The Meeting class with MeetingAttendee child entities

The MeetingComment class as it's own aggregrate

In this example why is MeetingComment not a list of child entities under the Meeting aggregate with a suitable AddComment() and DeleteComment() methods on the main aggregate? My assumption is either comments are optional and are not required to validate the aggregrate and/or these entities need referencing elsewhere via an identifier/key which wouldn't be possible as being a member of a child collection.

How does one determine taking in to account my example above regarding games which is the correct way to models these aggregates and entities? What determines if entities should exist as child entities or as a separate aggregate root?

CodePudding user response:

How does one determine taking in to account my example above regarding games which is the correct way to models these aggregates and entities? What determines if entities should exist as child entities or as a separate aggregate root?

The existence of a domain constraints connecting information.

If all we needed was to capture a bunch of information provided to us, we wouldn't need a domain model; a database is more than adequate for data capture.

We introduce the domain model because either (a) we need to ensure that new information is compatible with information that we have already captured and/or (b) there are derived values that we want to compute locally (ex: because computing them locally reduces the error rate).

Rule: If we have a constraint that must always hold, and that constraint spans multiple pieces of information, then that information must all be contained within a single "aggregate".

The justification for the rule: information subject to a constraint like this must be changed atomically.
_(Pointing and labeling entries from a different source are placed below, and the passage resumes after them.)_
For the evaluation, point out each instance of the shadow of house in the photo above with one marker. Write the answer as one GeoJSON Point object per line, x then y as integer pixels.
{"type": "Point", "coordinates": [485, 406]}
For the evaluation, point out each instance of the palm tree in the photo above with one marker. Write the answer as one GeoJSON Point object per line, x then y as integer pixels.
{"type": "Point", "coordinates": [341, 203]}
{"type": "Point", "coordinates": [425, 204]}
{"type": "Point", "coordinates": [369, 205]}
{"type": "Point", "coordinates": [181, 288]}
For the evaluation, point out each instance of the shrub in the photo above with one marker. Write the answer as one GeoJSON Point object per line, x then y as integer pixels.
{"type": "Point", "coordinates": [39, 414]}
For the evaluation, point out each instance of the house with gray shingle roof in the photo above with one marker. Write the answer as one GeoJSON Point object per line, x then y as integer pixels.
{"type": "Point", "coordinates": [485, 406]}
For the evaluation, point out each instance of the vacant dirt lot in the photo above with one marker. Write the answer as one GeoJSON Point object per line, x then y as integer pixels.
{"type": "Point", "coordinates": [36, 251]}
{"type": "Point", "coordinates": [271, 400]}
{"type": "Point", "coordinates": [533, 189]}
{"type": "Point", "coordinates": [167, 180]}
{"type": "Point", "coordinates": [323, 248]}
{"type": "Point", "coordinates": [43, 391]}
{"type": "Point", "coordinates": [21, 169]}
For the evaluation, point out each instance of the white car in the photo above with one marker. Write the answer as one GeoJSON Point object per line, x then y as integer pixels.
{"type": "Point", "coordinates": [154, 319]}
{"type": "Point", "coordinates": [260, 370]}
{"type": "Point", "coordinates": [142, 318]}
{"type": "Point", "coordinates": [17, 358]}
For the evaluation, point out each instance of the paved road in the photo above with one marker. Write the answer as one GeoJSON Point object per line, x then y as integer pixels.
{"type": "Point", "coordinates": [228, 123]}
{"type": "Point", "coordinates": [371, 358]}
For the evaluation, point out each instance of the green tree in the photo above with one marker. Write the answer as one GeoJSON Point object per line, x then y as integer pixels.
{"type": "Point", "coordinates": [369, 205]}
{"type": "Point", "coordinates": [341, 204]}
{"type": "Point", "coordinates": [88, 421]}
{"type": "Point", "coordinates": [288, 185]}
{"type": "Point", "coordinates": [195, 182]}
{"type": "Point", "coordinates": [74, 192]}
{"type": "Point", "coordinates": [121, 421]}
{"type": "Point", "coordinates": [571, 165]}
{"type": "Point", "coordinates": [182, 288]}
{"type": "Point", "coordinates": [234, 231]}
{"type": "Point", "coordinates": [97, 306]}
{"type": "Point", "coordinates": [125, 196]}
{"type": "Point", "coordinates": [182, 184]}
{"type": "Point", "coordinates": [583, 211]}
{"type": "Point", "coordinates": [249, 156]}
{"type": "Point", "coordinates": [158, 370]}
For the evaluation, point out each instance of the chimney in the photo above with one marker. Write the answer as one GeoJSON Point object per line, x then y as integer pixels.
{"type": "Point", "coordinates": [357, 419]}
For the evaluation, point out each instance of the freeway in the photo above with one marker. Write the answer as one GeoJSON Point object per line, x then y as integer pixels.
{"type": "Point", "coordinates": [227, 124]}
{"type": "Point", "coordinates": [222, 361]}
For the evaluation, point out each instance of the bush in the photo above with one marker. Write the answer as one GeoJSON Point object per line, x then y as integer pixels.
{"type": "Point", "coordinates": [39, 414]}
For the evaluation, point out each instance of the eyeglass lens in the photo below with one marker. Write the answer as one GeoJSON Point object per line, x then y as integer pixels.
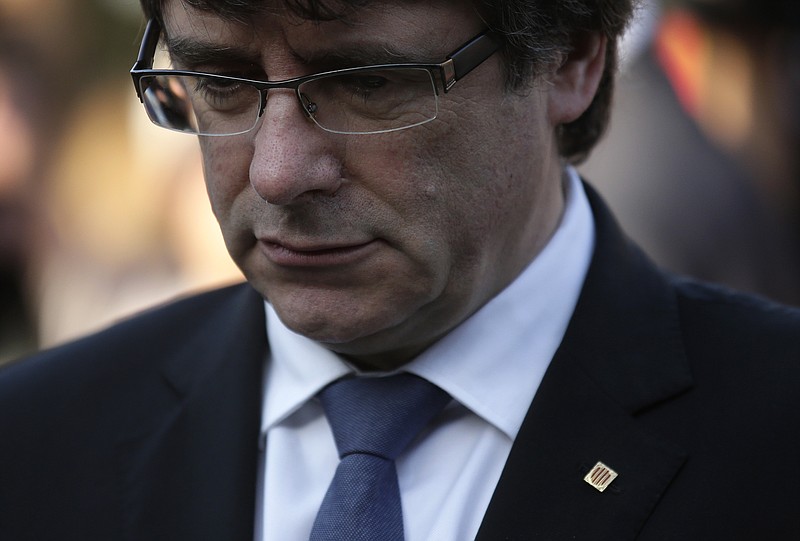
{"type": "Point", "coordinates": [358, 101]}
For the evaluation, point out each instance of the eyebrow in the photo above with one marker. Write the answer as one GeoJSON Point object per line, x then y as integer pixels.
{"type": "Point", "coordinates": [352, 56]}
{"type": "Point", "coordinates": [190, 53]}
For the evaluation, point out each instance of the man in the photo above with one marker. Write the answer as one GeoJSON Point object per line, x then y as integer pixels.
{"type": "Point", "coordinates": [391, 178]}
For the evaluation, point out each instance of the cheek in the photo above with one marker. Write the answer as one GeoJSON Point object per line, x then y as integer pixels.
{"type": "Point", "coordinates": [226, 165]}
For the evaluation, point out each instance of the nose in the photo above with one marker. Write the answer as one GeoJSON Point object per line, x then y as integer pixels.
{"type": "Point", "coordinates": [293, 159]}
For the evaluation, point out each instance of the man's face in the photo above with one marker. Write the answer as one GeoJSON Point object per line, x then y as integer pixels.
{"type": "Point", "coordinates": [377, 245]}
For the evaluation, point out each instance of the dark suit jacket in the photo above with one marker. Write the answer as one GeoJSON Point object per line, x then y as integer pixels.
{"type": "Point", "coordinates": [149, 430]}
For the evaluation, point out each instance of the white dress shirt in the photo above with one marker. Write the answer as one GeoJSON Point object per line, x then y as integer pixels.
{"type": "Point", "coordinates": [491, 365]}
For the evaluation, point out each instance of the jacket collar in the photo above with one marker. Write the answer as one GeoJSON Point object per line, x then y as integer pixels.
{"type": "Point", "coordinates": [622, 353]}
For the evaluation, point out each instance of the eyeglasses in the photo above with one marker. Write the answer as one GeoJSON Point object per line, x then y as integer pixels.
{"type": "Point", "coordinates": [362, 100]}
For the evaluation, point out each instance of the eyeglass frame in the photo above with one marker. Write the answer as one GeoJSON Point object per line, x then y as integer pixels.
{"type": "Point", "coordinates": [457, 65]}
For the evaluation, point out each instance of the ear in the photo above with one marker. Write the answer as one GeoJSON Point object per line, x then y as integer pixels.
{"type": "Point", "coordinates": [571, 88]}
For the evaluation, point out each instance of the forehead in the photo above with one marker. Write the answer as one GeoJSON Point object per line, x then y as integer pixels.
{"type": "Point", "coordinates": [425, 28]}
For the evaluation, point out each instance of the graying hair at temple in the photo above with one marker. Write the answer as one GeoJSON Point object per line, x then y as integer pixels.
{"type": "Point", "coordinates": [535, 34]}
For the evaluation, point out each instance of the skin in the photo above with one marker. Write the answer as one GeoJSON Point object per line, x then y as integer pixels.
{"type": "Point", "coordinates": [377, 245]}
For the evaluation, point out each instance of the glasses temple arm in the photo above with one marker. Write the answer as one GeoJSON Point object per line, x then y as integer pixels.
{"type": "Point", "coordinates": [147, 50]}
{"type": "Point", "coordinates": [469, 56]}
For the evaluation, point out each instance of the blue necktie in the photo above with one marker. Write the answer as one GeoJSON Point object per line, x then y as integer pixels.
{"type": "Point", "coordinates": [373, 421]}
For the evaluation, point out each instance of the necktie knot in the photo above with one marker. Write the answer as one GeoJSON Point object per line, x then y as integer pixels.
{"type": "Point", "coordinates": [373, 421]}
{"type": "Point", "coordinates": [380, 416]}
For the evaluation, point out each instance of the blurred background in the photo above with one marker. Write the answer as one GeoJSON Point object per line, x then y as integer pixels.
{"type": "Point", "coordinates": [102, 214]}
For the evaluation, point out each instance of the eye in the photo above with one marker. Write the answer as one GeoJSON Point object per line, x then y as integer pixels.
{"type": "Point", "coordinates": [223, 94]}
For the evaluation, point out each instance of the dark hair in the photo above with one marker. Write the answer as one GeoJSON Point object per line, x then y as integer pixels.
{"type": "Point", "coordinates": [535, 35]}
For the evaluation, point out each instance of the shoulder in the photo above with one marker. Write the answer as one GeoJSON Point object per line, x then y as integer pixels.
{"type": "Point", "coordinates": [127, 348]}
{"type": "Point", "coordinates": [744, 347]}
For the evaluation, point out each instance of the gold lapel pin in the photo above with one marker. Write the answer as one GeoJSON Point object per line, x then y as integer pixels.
{"type": "Point", "coordinates": [600, 476]}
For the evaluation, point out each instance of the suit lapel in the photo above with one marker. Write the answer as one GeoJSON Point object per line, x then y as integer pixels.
{"type": "Point", "coordinates": [189, 470]}
{"type": "Point", "coordinates": [622, 354]}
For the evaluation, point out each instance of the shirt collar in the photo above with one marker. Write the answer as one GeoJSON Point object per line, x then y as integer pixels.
{"type": "Point", "coordinates": [493, 362]}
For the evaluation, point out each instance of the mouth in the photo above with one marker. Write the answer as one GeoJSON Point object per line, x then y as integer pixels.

In other words, we want all of this information to be part of a single unit for the purpose of data changes. Therefore, the domain entities that manage this information must all be part of the same "aggregate".

In the cargo shipping example taken from the blue book (Evans, 2003), we have a constraint on the misdirected property of a shipment: it must be true if the most recently recorded handling event for a container is inconsistent with the most recently assigned itinerary. It follows that these three pieces of information must be stored atomically (otherwise we risk inconsistencies in our stored data), and therefore that the domain entities that manage this information must all be part of the same aggregate.

I tend to imagine a graph - the data are nodes, and each constraint implies edges connecting the data subject to that constraint. Our rule then becomes "every graph must be contained entirely within a single aggregate".

A single aggregate can contain more than one of these graphs, but in doing that you are also introducing contention that is not inherent to the domain -- this is one of the forms of "accidental complexity".